This richly illustrated book book describes Tainui's groundbreaking journey. It is a laconic and amusing account of a 3,000 mile adventure by two intrepid sailors through a vast landscape, giving unique insights into a Russia which has for so long been inaccessible to foreigners. Detailed descriptions of the villages and cities which lie along the banks of the mighty Volga and Don Rivers are accompanied by 340 colour pictures and navigational charts. The appendix contains an historical overview of the Volga watershed, together with geological and botanical notes and much practical information for cruising yachtsmen venturing into Russian waters.
"Sailing Through Russia" is at the same time a personal account of the crew's trials and tribulations en route, and a detailed cruising guide for adventurous yachtsmen who may follow in their footsteps. It describes candidly the difficulties and triumphs, both personal and bureaucratic, which the crew faced along the way.
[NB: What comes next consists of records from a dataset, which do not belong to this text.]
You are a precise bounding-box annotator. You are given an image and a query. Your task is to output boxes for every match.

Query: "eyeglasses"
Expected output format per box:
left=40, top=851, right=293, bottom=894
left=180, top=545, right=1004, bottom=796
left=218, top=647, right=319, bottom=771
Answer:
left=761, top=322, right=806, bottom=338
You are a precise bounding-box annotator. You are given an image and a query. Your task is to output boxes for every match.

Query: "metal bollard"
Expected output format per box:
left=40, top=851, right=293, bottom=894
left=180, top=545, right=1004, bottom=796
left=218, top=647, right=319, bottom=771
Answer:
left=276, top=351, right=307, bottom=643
Skipper John Vallentine is an Australian doctor who has sailed for most of his life. But he was new to Russia and his frequent exasperation, bewilderment and frustration, couched in wry, light-hearted prose, are clearly evident. If John initiated the trip however, it was Maxine who made it happen. Her struggles with the complexities of Russian bureaucracy were at times gargantuan but always successful. As John says, she was by turns QC, arbitrator, administrator and seductress. Originally from the Netherlands, Maxine began sailing before she could walk. A lawyer by training and fluent in Russian, Maxine is a long-term Moscow resident who used to work in the media.
The book is partly based on John's award-winning blog, for which he won the Cruising Association's 2014 Lacy Award. It is essential reading for anyone interested in the Volga River. As a cruising guide it is unique, unlikely to be superseded for many years.